Justice officials have acknowledged in court papers that an official at the meeting said they understood Chiquita's situation was "complicated," and three of the sources identified that official as Chertoff. They said he promised to get back to the company after conferring with national security advisers and the State Department about the larger ramifications for U.S. interests if the corporate giant pulled out overnight.
Sources close to Chiquita say that Chertoff never did get back to the company or its lawyers. Neither did Larry D. Thompson, the deputy attorney general, whom Chiquita officials sought out after Chertoff left his job for a federal judgeship in June 2003. And Chiquita kept making payments for nearly another year.
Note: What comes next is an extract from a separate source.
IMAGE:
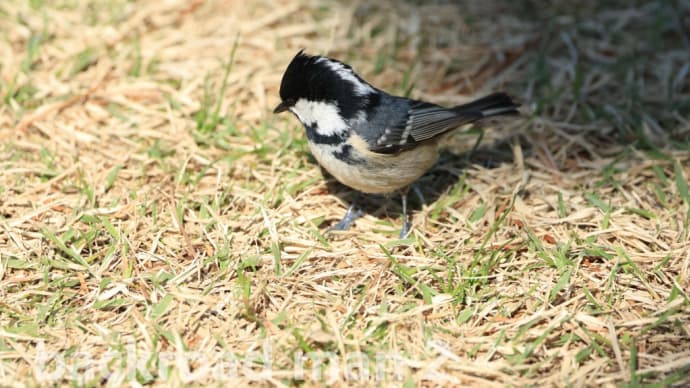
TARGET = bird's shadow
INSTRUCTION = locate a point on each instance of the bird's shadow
(444, 175)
What transpired at the Justice Department meeting is now a central issue in a criminal probe. According to these sources' account, the Bush administration was pulled in competing directions, perhaps because its desire to avoid undermining a newly elected, friendly Colombian government conflicted with its frequent public assertions that supporting a terrorist group anywhere constitutes a criminal offense and a foreign policy mistake.
Chiquita's executives left the meeting convinced that the government had not clearly demanded that the payments stop. Federal prosecutors, however, are now weighing whether to charge Hills; Robert Olson, who was then Chiquita's general counsel; former Chiquita CEO Cyrus Friedheim; and other former company officials for approving the illegal payments, according to records and sources close to the probe.